En effet, l’armée concentre ses bombardements sur des installations militaires ou de production de missiles balistiques, ainsi que sur des cibles des Gardiens de la révolution ou des milices Basij, pour tenter d’atteindre un maximum de cibles en cas d’éventuelle cessation des hostilités. Le Premier ministre Benjamin Netanyahu a fait une digression en parlant du Hezbollah par vidéoconférence avec les autorités du nord du pays (les plus durement touchées par les tirs des milices libanaises) pour souligner que la guerre en Iran « continue avec toute sa force ». Cependant, il ne bombarde pas d’installations énergétiques (comme l’exigeait le président américain) et ne tue pas non plus de dirigeants importants.
Accord
Washington – ou plutôt Trump – affirme que l’Iran est impatient de conclure un accord. « Et qui ne le voudrait pas, si vous étiez eux ? » a-t-il déclaré ce mardi depuis le Bureau Ovale. Le président insiste également sur le fait qu'il a gagné la guerre – le conflit est sur le point d'avoir un mois -, même si le Pentagone va demander un budget extraordinaire de 200 milliards de dollars, les attaques continuent et des milliers de soldats sont en route pour rejoindre les 50 000 dont il dispose déjà au Moyen-Orient.
Aux réticences iraniennes face à ces renforts, tandis que Trump parle de négociation, les représentants de l’Administration répondent que c’est la tactique habituelle d’un homme d’affaires expérimenté, qui se vante de son don pour conclure des affaires. « D'une main, il propose un marché, de l'autre, il se prépare à vous frapper s'il ne l'obtient pas », disent-ils. Et ils font allusion, comme preuve de bonne foi, au fait que les deux grands poids lourds de la politique étrangère de Trump sont désormais impliqués dans les tentatives de dialogue : le secrétaire d'État Marco Rubio et le vice-président JD Vance.
Les nouveaux dirigeants iraniens, issus des lignes dures du régime et liés aux Gardiens de la révolution, hésitent à négocier avec Witkoff et Kushner, qui n'ont aucune connaissance du nucléaire et sont promoteurs immobiliers de profession. Ils estiment qu’ils n’ont même pas pleinement compris les conditions proposées par l’Iran lors des négociations d’avant-guerre.

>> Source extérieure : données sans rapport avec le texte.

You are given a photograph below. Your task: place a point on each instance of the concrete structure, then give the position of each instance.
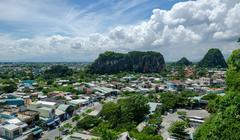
(10, 131)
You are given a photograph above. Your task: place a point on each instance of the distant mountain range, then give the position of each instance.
(147, 62)
(143, 62)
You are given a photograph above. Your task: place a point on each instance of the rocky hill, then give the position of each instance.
(143, 62)
(213, 59)
(183, 62)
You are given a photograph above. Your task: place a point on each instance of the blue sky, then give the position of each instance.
(79, 30)
(46, 18)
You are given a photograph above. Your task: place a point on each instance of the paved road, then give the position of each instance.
(51, 134)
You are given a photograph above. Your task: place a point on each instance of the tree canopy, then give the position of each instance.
(213, 59)
(112, 62)
(57, 71)
(225, 122)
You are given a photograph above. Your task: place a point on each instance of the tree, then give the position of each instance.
(127, 111)
(9, 88)
(210, 97)
(233, 72)
(177, 129)
(225, 122)
(213, 59)
(57, 71)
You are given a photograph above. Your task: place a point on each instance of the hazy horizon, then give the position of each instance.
(77, 31)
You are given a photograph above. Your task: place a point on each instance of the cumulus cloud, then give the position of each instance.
(187, 29)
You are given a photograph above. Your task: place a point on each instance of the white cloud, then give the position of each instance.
(187, 29)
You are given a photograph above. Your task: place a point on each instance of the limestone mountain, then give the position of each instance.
(183, 62)
(143, 62)
(213, 59)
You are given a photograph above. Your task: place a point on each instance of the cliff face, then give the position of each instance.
(213, 59)
(183, 62)
(143, 62)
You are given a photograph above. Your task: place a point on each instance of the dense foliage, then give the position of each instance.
(225, 123)
(213, 59)
(183, 62)
(111, 62)
(130, 110)
(177, 129)
(57, 71)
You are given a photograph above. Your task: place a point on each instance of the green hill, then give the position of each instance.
(183, 62)
(143, 62)
(213, 59)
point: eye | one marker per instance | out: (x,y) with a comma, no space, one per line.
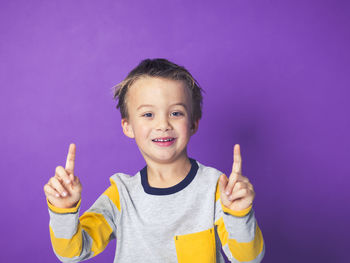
(147,114)
(177,113)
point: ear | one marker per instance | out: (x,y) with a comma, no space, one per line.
(127,128)
(194,127)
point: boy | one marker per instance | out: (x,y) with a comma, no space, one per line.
(173,210)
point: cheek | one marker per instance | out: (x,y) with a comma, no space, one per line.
(141,131)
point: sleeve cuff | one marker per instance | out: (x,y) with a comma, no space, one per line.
(58,210)
(240,213)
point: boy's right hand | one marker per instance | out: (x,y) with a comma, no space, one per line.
(64,189)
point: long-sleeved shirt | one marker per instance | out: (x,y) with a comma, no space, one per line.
(183,223)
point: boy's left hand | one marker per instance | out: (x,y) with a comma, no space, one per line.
(240,191)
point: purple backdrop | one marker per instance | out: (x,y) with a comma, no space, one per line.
(276,76)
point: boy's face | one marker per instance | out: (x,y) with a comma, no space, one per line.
(159,109)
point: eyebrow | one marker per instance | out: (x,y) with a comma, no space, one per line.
(149,105)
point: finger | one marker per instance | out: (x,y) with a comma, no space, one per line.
(239,194)
(237,160)
(238,186)
(50,191)
(222,182)
(71,158)
(62,174)
(231,182)
(57,186)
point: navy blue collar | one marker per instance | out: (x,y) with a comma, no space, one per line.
(170,190)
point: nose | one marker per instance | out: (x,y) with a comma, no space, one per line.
(163,124)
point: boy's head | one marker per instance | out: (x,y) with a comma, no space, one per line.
(160,104)
(160,68)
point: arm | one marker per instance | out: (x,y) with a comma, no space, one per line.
(75,239)
(240,235)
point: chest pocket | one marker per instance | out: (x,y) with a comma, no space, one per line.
(196,247)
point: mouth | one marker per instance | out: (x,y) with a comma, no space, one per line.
(165,139)
(164,142)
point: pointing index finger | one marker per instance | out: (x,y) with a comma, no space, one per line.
(237,160)
(70,158)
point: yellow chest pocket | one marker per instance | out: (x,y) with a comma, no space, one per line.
(196,247)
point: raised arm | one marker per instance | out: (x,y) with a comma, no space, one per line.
(240,235)
(75,239)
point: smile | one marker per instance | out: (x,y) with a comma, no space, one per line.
(163,140)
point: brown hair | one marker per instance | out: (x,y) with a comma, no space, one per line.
(160,67)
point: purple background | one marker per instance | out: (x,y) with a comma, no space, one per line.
(276,76)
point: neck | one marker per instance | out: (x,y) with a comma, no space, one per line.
(169,171)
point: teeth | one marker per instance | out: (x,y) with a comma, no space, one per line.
(160,140)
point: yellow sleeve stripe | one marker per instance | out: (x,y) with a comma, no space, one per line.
(113,194)
(239,213)
(63,210)
(68,248)
(222,232)
(98,229)
(247,251)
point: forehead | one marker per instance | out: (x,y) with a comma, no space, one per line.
(158,92)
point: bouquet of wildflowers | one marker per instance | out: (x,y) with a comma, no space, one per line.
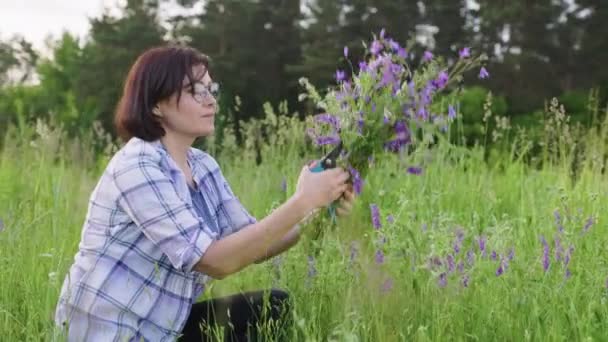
(386,107)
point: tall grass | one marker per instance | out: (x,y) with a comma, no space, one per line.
(434,284)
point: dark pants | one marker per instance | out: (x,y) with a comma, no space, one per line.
(239,315)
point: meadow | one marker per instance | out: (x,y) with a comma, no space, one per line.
(490,242)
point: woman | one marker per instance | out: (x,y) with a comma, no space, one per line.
(162,220)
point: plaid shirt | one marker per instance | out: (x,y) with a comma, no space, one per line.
(133,276)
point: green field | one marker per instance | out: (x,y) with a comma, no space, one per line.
(426,288)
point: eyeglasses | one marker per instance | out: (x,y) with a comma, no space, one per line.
(202,92)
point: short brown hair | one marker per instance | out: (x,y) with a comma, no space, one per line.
(157,74)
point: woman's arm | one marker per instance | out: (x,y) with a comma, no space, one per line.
(256,241)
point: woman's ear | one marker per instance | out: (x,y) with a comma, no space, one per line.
(156,112)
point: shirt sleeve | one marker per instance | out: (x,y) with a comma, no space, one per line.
(232,215)
(150,199)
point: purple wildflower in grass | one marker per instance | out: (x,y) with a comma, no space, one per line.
(422,113)
(470,257)
(588,224)
(568,255)
(376,47)
(559,250)
(402,53)
(500,270)
(375,216)
(465,53)
(312,270)
(362,66)
(414,170)
(558,221)
(357,181)
(483,73)
(354,250)
(465,280)
(450,262)
(427,56)
(546,254)
(482,245)
(442,80)
(451,112)
(387,285)
(330,119)
(327,140)
(340,75)
(393,44)
(379,257)
(443,280)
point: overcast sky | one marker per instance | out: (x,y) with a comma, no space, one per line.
(35,19)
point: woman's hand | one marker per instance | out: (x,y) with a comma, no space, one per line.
(346,202)
(319,189)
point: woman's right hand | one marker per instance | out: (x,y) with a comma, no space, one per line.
(319,189)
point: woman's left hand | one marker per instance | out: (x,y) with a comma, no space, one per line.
(346,202)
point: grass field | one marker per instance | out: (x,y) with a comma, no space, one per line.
(539,272)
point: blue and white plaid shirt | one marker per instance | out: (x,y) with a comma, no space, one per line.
(133,277)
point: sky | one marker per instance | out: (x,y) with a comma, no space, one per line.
(36,19)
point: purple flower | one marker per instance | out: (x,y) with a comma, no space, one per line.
(558,221)
(363,66)
(483,73)
(428,56)
(465,52)
(402,53)
(442,80)
(327,140)
(500,270)
(558,249)
(450,262)
(414,170)
(379,257)
(451,112)
(312,270)
(443,281)
(340,75)
(482,244)
(333,120)
(546,252)
(470,257)
(357,181)
(387,285)
(376,47)
(354,249)
(375,216)
(465,280)
(588,224)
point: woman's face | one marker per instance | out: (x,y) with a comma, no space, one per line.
(194,115)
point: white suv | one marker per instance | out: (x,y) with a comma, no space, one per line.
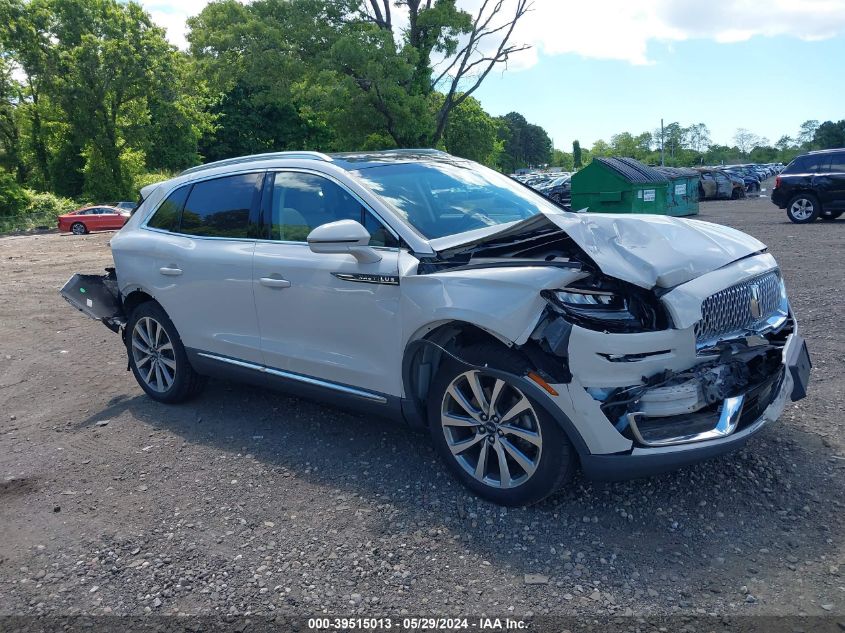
(429,289)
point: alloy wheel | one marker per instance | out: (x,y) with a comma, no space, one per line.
(152,351)
(802,209)
(491,429)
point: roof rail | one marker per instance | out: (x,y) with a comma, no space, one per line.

« Le régime iranien est désormais plus radical, moins centralisé et de plus en plus convaincu de sa victoire. Il croit pouvoir dicter les conditions de la fin de ce conflit. Cela laisse à Trump deux véritables options : soit accepter un cessez-le-feu sans accord, soit un accord forgé autour des exigences iraniennes, soit une escalade sérieuse, avec des conséquences dramatiques pour le système mondial et l'économie internationale », a déclaré Danny Citrinowicz, ancien analyste du renseignement militaire iranien, dans un commentaire sur les réseaux sociaux. « C'est le résultat d'une campagne développée à partir d'hypothèses erronées, notamment autour de la capacité de résistance iranienne. L'Iran n'est pas le Venezuela. Il n'y a pas de Delcy Rodríguez qui attend à Téhéran. Ni de formule magique pour résoudre le problème iranien. »
navires d'assaut
Pendant ce temps, le temps presse. Ce vendredi, un groupe de trois navires d'assaut amphibies, avec à leur bord quelque 2 500 Marines, devraient arriver dans la zone sous la responsabilité du Central Command – en charge des opérations américaines au Moyen-Orient. Le Pentagone a également mobilisé quelque 3 000 parachutistes, capables de se rendre n'importe où dans le monde en 18 heures. Quelque 2 500 Marines ont reçu l'ordre de se préparer à appareiller.
Lors d'une conférence de presse, le ministre égyptien des Affaires étrangères, Badr Abelati, a proposé son pays comme lieu d'une éventuelle réunion sur la guerre, si cela s'avère utile pour mettre un terme aux hostilités. Selon le haut responsable, une rencontre directe entre l’Iran et les États-Unis pourrait être la « dernière opportunité » d’éviter une escalade sanglante.